That just made my day.

Le pédophile

J’aime bien télécharger des films de toutes sortes sur internet. Des films piratés pour la plupart, et beaucoup de films pornos. A force d’essais et d’erreurs, j’ai appris pas mal de trucs pour trouver les films qui m’intéressent. Sur les forums, les gens discutent des différents outils qui leur permettent d’échanger des programmes gratuits, des œuvres du domaine public, des photos qu’ils ont prises pendant leurs vacances. J’aime bien Shareaza que j’utilise depuis longtemps. C’est un logiciel P2P qui permet de partager tout et n’importe quoi, et surtout de trouver ce que l’on recherche.

Moi, ce que j’aime, c’est télécharger tous les morceaux de musique à la mode, enfin à la mode de ma jeunesse, c’est-à-dire la Vraie Musique. J’ai tous les tubes des chanteurs que j’aime, mais dont les DVD sont trop chers pour moi. C’est pareil pour tous les films de cinéma que je n’irai pas voir en salle parce que c’est trop cher. Enfin, c’est cher mais aussi c’est un peu la honte d’aller voir un film porno ou de le louer… Alors je télécharge en masse, tous les films pornos que je trouve avec Shareaza.

Quand j’y repense, je me rends compte que mes goûts ont évolué. Avant, j’allais sur YouPorn, avec son rangement bien pratique en catégories. J’ai testé un peu tous les genres: amateur, couples, hairy, mature, voyeur, 3D, etc. Mais très vite, ma catégorie préférée a été « teen ». Toutes ces actrices en tenue d’écolière, ou avec des couettes… j’ai trouvé ça très « stimulant ». Alors, avec mon programme Shareaza, j’ai recherché parmi tous les films pornos que je pouvais télécharger, ceux plus orientés sur les jeunes filles.

Puis de « teens », je suis passé à « preteens ».

Puis de « preteens », je suis passé à « pre teen hard core », les fameuses « pthc ». Les noms des fichiers vidéos sont évocateurs: « Allan -4yo pthc pedo », « David & Helen -10yo »… Je ne parle pas anglais, mais j’ai très vite trouvé les bons mots clefs pour télécharger les films qui m’intéressent. Mon ordinateur est allumé 24h/24 et je télécharge en permanence. J’ai plus de 10 000 films maintenant.

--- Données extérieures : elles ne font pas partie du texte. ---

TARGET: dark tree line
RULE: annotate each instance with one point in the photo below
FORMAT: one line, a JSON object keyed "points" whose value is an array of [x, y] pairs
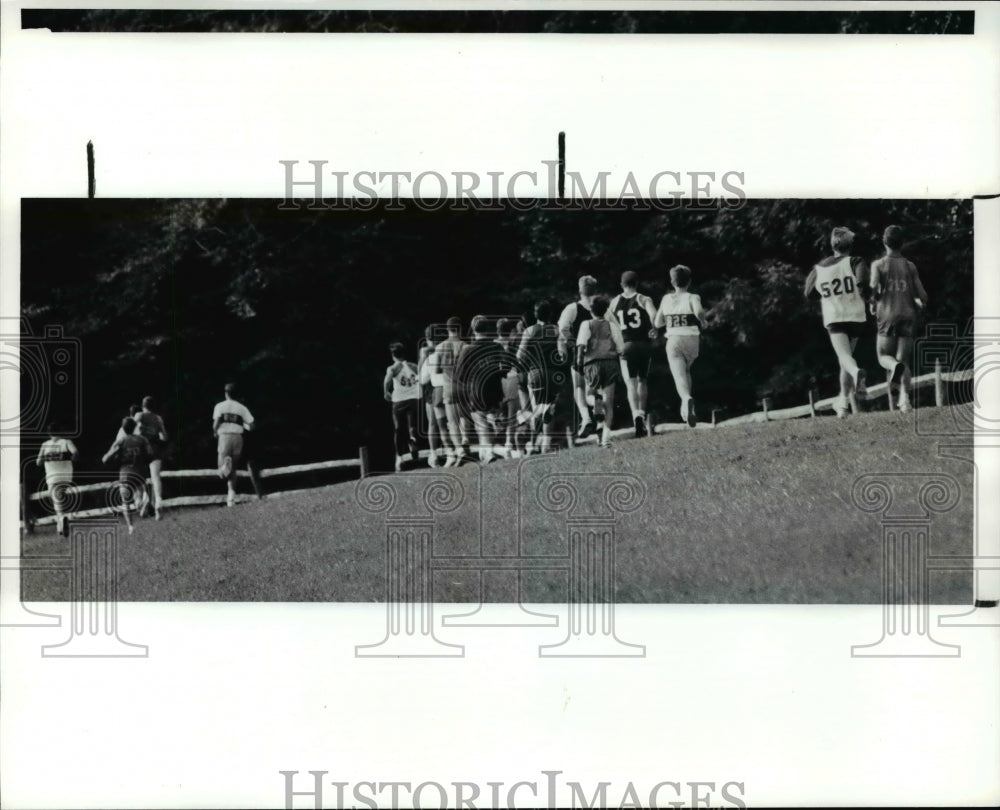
{"points": [[176, 297], [629, 21]]}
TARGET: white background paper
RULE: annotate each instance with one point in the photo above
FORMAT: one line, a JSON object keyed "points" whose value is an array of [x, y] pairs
{"points": [[232, 694]]}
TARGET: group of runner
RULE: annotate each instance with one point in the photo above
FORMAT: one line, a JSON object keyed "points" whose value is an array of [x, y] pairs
{"points": [[139, 448], [848, 290], [526, 384], [538, 381]]}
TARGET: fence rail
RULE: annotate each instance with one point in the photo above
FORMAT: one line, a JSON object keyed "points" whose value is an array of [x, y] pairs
{"points": [[936, 379]]}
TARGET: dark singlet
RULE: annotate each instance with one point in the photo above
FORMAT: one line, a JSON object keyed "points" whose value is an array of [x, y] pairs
{"points": [[633, 318], [132, 452]]}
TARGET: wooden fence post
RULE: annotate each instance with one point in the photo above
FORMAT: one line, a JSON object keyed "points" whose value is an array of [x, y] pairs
{"points": [[938, 384], [29, 524]]}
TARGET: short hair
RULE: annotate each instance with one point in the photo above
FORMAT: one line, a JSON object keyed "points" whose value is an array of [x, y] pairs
{"points": [[680, 275], [543, 311], [893, 237], [842, 239]]}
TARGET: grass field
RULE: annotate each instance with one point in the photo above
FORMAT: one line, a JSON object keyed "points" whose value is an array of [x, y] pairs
{"points": [[758, 513]]}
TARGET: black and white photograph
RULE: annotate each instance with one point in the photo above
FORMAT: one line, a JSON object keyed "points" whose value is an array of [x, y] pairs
{"points": [[600, 394]]}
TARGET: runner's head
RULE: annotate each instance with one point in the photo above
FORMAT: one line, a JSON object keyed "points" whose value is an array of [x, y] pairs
{"points": [[680, 276], [480, 325], [842, 240], [543, 312], [893, 237]]}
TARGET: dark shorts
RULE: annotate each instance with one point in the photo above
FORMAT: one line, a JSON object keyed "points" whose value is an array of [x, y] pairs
{"points": [[548, 382], [637, 355], [602, 373], [157, 449], [853, 329], [897, 327]]}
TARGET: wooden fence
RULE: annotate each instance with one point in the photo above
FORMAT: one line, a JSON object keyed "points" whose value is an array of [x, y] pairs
{"points": [[937, 379]]}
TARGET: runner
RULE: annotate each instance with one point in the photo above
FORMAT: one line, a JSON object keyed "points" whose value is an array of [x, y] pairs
{"points": [[402, 389], [427, 397], [900, 295], [538, 355], [133, 453], [506, 335], [635, 314], [570, 321], [229, 421], [478, 376], [599, 347], [449, 351], [57, 455], [682, 317], [149, 425], [841, 282]]}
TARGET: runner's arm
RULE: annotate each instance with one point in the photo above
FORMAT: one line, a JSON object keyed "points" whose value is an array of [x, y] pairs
{"points": [[918, 286], [699, 310], [565, 325], [387, 384], [582, 339], [616, 336], [115, 445]]}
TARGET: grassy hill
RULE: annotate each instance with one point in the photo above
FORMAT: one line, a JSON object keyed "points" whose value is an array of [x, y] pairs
{"points": [[758, 513]]}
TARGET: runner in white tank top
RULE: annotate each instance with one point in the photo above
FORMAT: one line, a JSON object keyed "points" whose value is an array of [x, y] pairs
{"points": [[682, 318], [841, 282]]}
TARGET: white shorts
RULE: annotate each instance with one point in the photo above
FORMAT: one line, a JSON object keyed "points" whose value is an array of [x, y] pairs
{"points": [[683, 347]]}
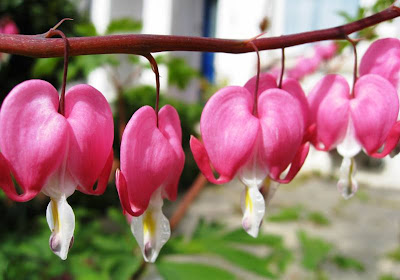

J’ai été surpris quand la police est venue m’interroger. Je croyais que les réseaux P2P étaient protégés et qu’on ne pouvait pas savoir qui téléchargeait… Et puis dans la masse des gens qui téléchargent, je pensais passer inaperçu. Il paraît que mon adresse IP a été « flashée » en Russie lors du téléchargement d’un fichier surveillé. Le signalement à Interpol a amené la police jusqu’à chez moi et mon matériel a été saisi. Interpol, sans blague !

Lors du procès, j’ai pu lire le rapport de l’expert judiciaire qui a analysé le contenu de mon disque dur. J’ai pu voir le regard crispé des greffiers et magistrats du tribunal quand ils ont regardé quelques unes des copies d’écran, et la liste des noms de fichiers. Mon avocat a tout fait pour éviter qu’on projette des extraits de films pendant l’audience. J’ai pu constater le dégoût dans les yeux de mes proches. Il paraît que je suis un pédophile, moi qui n’ai jamais touché un enfant.

Je suis en prison maintenant, mais je lis dans le journal que je ne suis pas le seul à faire la même chose.

C’est si facile. A portée de quelques clics.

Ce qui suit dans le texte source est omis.